A businesswoman has said that doing everything to please your partner isn’t the key to a happy marriage.
She added that submission is also not the key.
She went on to share what she believes makes a marriage happy.
Using her marriage as an example, she wrote: ‘The key to a happy marriage isn’t doing everything to please your spouse or submitting like sugar dissolving in water. The real key is for kind, properly brought-up, and mentally sound individuals to find each other and marry.
‘You’ll never have to try too hard. I’ve done things that, if it were with koromoto men, the marriage would have ended long ago. So I’m not married today because I’m perfect or do everything right—I’m married because I chose someone mentally sound and, may I add, properly brought up.
‘The mindset of an individual is the most important aspect. Once the mind is broken, nothing you do will be enough. You’ll keep working yourself to please the other until you break down. And this isn’t even a gender thing, both men and women sometimes overstress themselves just to make marriage work. It’s not supposed to be that way.
‘There are things that sound normal for a man to do for his wife in marriage, but I stop my husband from doing them. I’ll just say, “Babe, don’t worry.” I remember when I had my boy in the hospital. We were supposed to go home, and my husband knew it was right for him to come get me, he had planned to.

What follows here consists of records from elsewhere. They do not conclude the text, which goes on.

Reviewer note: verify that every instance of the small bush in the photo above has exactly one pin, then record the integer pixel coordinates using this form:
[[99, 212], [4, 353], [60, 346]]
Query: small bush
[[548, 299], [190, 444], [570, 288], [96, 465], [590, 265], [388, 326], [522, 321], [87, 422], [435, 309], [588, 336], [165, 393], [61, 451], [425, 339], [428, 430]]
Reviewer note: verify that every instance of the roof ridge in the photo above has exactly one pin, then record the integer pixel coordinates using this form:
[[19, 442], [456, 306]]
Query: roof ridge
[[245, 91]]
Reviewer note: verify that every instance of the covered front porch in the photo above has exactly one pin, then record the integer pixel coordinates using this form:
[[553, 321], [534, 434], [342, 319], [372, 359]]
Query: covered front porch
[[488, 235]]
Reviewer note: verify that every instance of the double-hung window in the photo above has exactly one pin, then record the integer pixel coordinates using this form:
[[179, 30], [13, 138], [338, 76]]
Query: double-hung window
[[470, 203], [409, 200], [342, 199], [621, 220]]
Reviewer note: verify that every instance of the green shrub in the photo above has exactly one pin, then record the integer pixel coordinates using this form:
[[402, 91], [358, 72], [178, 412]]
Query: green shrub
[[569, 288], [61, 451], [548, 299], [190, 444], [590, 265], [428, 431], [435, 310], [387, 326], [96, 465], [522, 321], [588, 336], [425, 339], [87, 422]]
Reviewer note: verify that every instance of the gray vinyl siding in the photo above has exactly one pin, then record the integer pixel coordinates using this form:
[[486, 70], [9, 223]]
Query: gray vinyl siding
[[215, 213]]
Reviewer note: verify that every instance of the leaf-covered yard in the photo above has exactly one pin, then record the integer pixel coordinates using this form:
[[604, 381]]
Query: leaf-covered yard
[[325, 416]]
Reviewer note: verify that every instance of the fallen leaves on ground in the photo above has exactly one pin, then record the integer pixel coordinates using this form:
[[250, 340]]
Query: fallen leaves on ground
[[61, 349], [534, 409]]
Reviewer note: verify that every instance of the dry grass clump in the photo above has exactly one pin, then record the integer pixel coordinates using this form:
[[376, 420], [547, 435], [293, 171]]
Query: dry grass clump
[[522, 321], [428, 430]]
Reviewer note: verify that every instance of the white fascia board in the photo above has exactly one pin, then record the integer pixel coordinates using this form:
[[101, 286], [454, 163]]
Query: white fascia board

‘But an urgent meeting at work came up, so he called his sister, who is also a serious career woman, to pick me up. She called, and I told her, “Madam, don’t worry.” Before she will even make the plans, I got our office driver to take me home. My husband came back feeling weird, like, “I should have…” I told him, “Nonsense, you didn’t need to.” No drama, no scenes.
‘There was also a time I noticed he wasn’t eating well. I decided I would make food for him to carry no matter what. One evening I prepared everything and told him, “Please wake me up when you’re about to start getting ready so I can quickly mix the food.”
‘I woke up to see him knotting his tie, about to leave. I said, “Babe, I told you to call me.” He didn’t say a word. I raised my voice again, “But I told you to call me so I could quickly boil rice and mix the sauce.”
‘He said, “Roberta, you know I’ll never wake you up too early to make me a meal. Why should I wake you up? Any day you wake up on your own, that’s the day you should make it. Any day you can’t wake up, it means your body isn’t ready for that stress, and I don’t want to eat from such stress.”
‘It dawned on me that we’re just the type who don’t like to stress each other. If you’re putting in too much effort just to be loved, you’ll eventually wear out. And when you can’t keep it up anymore, the union will naturally give way.’